Clear? So why does Oor Cooncil then tell those on whom they padlocked the doors that they can either agree to make up the time, or treat the lost days as part of their annual leave? Seriously, that’s what they’re telling them!

So, even if a teacher trudged all the way to the school and then pounded on the locked door… tough. You lose a day’s holiday.

Does that seem reasonable or fair to you? No, nor to me either.

Even the LGE (Local Government Employers) website states that “By closing an office or a school or by instructing employees not to travel to work, the local authority is preventing the employee from working on that day and, as this is through no fault of their own…” Quite right.

And the TUC states that “Scrooge bosses” who… take away holidays are needlessly adding to their business woes by creating resentment amongst staff.” Doesn’t take a genius to work that out – which is why Oor Cooncil haven’t worked it out, presumably.

They go on: “Workers who have been prevented from getting to work… should not have to foot the bill for the bad weather conditions.”

Do Oor Cooncil think the teachers were on sun loungers sipping drinks at the side of a pool? No. They were not on holiday. They were digging their cars out of the snow and trying to clear streets so that if the weather eased they would have a better chance of reaching their place of work the next day. Some “holiday” that. And yet they are being penalised for a High Heid Yin decision to shut the schools.

If I was a teacher being robbed of my holidays I would be making an appointment with a solicitor. There are complicated rules surrounding lay-off clauses, including rules about statutory guarantee payments and so on, and in terms of the law and adverse publicity for their bonkers policy of attendeeism, these couldn’t-hold-down-a-real-job rulemakers wouldn’t stand a proverbial snowball’s chance…

It’s just another example of ill thought out, silly muddle-headedness by Corporate Services (yes, them again) numpties who couldn’t hold down a job in the real world.

Get a life, boys. And let the teachers have their life – and their holidays – too.

Drew McAdam


December 5, 2010


Hats off to them! Oor Cooncil has done a sterling job during the recent cold snap.

No, I’m not being sarcastic. The pen-pushing plonkers in Oor Cooncil have come in for a bashing on several occasions in this column. But, my goodness, the real workers among their number really got stuck into the problem of clearing the streets with a vengeance.

Last year, you may recall, West Lothian was more or less left untouched until the snow had all but gone. Other councils had conscientiously cleared up to our borders; so when you hit West Lothian you knew it, because instead of roads we had snow tracks.

As for theside streets and pavements, they didn’t see rock salt until Spring was about due. Then some wee workers came round in a yellow van and spread messy, gritty, ineffective whinsand. They would have been as well tossing out cheese and onion crisps for all the good that was – and as about aseffective. The A71 – along with other major thoroughfares – was left untouched for days, and everything simply ground to a halt.
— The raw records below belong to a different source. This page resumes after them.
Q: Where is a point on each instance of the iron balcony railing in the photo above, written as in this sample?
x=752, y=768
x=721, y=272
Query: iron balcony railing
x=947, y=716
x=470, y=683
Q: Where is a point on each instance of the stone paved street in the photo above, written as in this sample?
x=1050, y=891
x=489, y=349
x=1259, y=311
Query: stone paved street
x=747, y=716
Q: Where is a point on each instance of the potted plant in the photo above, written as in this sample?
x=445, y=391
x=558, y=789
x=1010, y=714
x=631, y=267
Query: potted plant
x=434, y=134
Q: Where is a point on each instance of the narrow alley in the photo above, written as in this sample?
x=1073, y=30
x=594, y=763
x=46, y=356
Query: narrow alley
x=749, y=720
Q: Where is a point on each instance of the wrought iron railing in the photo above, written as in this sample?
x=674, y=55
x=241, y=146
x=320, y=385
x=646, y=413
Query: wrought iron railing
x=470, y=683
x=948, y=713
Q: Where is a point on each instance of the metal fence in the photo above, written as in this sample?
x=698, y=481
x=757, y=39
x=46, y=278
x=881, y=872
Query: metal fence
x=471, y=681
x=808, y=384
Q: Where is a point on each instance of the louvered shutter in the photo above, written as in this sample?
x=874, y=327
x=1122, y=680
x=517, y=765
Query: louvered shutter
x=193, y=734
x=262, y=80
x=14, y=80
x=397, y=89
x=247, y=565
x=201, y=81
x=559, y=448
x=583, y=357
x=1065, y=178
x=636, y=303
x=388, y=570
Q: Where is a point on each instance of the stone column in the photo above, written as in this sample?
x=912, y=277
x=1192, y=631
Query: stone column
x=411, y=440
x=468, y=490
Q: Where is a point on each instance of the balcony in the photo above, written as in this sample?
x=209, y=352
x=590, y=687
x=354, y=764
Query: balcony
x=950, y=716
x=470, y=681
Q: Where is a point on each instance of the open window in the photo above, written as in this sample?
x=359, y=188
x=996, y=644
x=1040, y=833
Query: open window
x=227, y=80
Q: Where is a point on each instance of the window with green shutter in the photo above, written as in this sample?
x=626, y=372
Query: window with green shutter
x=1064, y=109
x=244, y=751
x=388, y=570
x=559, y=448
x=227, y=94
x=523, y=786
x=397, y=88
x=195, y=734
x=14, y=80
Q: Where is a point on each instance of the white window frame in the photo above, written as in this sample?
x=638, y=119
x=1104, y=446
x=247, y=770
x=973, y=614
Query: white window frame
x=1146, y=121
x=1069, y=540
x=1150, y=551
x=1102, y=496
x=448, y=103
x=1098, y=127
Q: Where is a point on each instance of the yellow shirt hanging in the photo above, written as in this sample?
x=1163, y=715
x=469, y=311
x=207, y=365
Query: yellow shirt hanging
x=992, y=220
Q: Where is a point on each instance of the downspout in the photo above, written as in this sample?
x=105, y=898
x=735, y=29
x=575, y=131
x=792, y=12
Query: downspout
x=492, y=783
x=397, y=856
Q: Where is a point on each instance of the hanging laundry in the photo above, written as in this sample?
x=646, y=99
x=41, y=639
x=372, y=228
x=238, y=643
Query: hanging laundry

But not this time. A foot of snow, on top of everything that had fallen before, fell in two hours. And straight away they were out there, dealing with the situation. Pavements were being cleared. Roads were being snowploughed and gritted. Men with high-viz jackets, with shovels and barrows of salt moved in.

I tell you, something has changed somewhere in the council policy. And whatever that change might be, it is to be applauded.

Mind you, it’s also hats off to the people of Langside Crescent in Polbeth. I had to walk to West Calder, and after a couple of hours I returned to find the snow cleared from the majority of the street. Snowplough? No. Kids with shovels – a squad of them – then the parents joined in, and before long there was a human snowplough working its way down the street.

And one kid I spoke to refused to take any money for his efforts.

So, to all of you who helped keep the county moving, council and communities alike, well done. In the face of one of the worst snowfalls and freeze-ups in living memory, you proved your salt.

And that’s heart-warming no matter what the weather might be outside.